PPACA also has stirred up small businesses with a requirement that IRS Form 1099 be filed with the IRS and mailed to each supplier from which they purchase more than $600 in a year and a requirement that the value of health benefits be reported on their employees’ 2011 Form W-2 (this does not mean, as widely reported on the internet, that such benefits are currently taxable).
The Ugly
PPACA reforms technically allow employers to keep their group health plans as they existed on March 23, 2010 if they meet certain requirements for “grandfathered” plans (see http://www.benefitslawgroupofchicago.com/bulletins/health-care-reform-2010). However, by government estimates, about 80 percent of existing small business plans will be unable to maintain their grandfathered plan status. For fully insured plans, it is likely that insurance companies will impose plan changes (such as premium increases, changes in deductibles and co-pays, and coverage reductions) without regard to grandfathered status. Small businesses, which typically have fully insured plans, will not be able to avoid these changes because just switching insurance companies will cause a loss of grandfathered status (there is an exception for collectively bargained plans).
Recommendations: For fully insured plans, the options are limited, and insurers will probably determine whether or not the plan retains grandfathered status.

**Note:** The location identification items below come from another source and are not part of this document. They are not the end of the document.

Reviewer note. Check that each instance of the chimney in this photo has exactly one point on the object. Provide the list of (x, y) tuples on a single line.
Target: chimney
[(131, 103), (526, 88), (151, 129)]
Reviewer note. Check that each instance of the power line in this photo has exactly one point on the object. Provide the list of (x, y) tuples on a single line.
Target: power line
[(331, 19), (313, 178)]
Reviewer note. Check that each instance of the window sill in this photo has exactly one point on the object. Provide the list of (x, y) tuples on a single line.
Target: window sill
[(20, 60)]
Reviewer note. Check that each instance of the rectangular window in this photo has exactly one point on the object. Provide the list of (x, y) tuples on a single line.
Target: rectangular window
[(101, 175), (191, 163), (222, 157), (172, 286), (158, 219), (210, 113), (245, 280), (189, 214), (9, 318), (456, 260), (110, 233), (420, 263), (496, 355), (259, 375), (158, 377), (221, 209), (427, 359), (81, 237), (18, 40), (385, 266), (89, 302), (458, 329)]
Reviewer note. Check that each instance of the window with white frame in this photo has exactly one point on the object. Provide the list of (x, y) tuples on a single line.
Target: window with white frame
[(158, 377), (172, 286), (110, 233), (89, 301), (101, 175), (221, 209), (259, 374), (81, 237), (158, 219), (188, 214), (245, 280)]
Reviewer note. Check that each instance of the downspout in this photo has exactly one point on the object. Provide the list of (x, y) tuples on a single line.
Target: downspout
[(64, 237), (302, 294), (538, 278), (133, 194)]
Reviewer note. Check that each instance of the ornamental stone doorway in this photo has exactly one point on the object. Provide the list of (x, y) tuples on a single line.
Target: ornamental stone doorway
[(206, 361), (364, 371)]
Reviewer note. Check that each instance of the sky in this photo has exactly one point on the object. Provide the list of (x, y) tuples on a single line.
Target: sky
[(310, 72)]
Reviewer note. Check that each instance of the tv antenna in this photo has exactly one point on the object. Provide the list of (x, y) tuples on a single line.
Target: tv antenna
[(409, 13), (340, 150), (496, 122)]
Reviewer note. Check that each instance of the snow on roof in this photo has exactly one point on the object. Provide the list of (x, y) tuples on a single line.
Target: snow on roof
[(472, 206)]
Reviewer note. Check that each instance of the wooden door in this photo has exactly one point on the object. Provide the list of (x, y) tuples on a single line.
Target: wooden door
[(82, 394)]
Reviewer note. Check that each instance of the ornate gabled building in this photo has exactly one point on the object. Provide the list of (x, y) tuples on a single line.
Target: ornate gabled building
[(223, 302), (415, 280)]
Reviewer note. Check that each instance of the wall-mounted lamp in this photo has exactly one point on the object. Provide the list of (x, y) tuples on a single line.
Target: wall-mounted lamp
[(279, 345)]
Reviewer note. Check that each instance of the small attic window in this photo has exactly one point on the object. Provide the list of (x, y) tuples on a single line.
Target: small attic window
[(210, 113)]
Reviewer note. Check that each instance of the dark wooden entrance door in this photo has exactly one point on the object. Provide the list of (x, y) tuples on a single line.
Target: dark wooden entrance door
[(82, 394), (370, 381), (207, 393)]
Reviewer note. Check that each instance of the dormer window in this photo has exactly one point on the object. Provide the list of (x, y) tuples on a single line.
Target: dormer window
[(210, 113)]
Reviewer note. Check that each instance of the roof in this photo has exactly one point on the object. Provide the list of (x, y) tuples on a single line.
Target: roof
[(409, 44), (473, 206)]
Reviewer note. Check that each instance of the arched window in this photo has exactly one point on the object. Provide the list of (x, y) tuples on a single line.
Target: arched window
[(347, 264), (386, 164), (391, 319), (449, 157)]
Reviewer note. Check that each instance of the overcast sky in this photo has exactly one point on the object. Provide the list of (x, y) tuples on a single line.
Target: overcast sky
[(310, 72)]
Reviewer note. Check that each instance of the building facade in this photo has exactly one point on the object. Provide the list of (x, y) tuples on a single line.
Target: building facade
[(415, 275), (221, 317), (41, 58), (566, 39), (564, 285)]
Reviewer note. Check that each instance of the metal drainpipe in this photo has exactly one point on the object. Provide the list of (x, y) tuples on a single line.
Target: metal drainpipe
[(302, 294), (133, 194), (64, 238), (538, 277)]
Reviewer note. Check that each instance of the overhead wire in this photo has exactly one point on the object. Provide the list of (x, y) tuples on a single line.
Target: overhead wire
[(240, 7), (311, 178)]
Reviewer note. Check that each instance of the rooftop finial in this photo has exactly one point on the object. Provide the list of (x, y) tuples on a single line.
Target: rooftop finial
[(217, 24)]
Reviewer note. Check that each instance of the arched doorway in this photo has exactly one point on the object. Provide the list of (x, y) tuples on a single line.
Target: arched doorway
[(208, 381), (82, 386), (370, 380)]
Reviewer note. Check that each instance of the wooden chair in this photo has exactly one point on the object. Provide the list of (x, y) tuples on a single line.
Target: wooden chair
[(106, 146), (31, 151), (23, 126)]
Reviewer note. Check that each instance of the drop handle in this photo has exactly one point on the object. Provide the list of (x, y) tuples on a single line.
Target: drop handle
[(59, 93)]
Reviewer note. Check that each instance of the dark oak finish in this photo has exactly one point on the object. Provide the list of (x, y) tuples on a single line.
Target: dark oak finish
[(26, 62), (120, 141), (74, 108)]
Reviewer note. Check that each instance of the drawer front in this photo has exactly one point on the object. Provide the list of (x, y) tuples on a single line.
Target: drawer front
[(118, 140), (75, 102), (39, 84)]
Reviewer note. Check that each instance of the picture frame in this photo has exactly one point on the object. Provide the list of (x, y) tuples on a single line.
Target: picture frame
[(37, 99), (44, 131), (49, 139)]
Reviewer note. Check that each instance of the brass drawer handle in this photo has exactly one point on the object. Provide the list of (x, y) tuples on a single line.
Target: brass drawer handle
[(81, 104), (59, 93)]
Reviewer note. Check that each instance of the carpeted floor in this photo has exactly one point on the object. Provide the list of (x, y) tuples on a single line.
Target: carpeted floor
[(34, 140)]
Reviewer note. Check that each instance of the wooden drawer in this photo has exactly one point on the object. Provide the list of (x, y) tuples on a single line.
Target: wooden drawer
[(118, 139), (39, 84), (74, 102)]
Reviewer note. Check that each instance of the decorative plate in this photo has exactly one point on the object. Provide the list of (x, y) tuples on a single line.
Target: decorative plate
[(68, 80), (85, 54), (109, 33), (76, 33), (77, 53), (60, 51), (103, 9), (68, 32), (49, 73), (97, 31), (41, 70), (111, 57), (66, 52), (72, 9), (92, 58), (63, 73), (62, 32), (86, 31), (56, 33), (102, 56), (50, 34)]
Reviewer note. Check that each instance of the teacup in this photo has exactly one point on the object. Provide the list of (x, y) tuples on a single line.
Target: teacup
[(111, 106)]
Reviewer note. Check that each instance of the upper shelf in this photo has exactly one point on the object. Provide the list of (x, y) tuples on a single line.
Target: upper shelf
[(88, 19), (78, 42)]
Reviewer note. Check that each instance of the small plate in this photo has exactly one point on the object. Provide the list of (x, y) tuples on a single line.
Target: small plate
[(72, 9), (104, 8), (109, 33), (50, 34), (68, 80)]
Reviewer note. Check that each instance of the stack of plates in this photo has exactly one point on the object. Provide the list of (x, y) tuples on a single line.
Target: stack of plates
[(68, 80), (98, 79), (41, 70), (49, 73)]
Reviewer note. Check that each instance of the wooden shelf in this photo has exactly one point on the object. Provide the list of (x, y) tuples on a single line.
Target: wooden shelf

For those with self-insured plans in existence as of March 23, 2010, consider taking steps to retain grandfathered status. PPACA will still impose some significant requirements but others, including the need to engage independent claims review organizations, can be avoided or at least postponed by retaining grandfathered status. Bear in mind that there is a cost of maintaining grandfathered status, principally the lost flexibility to make cost-saving plan design changes (reducing employer contributions or benefits, or increasing co-pays, deductibles or employee premium contributions) except within limits prescribed by the PPACA rules. Of course, PPACA compliant plan documents (do not overlook cafeteria plans and HRAs) and participant notices need to be prepared and distributed in light of PPACA deadlines (January 1, 2011 for calendar year plans). Employers and HR staff need to address these matters with plan service providers and professional advisors on a priority basis.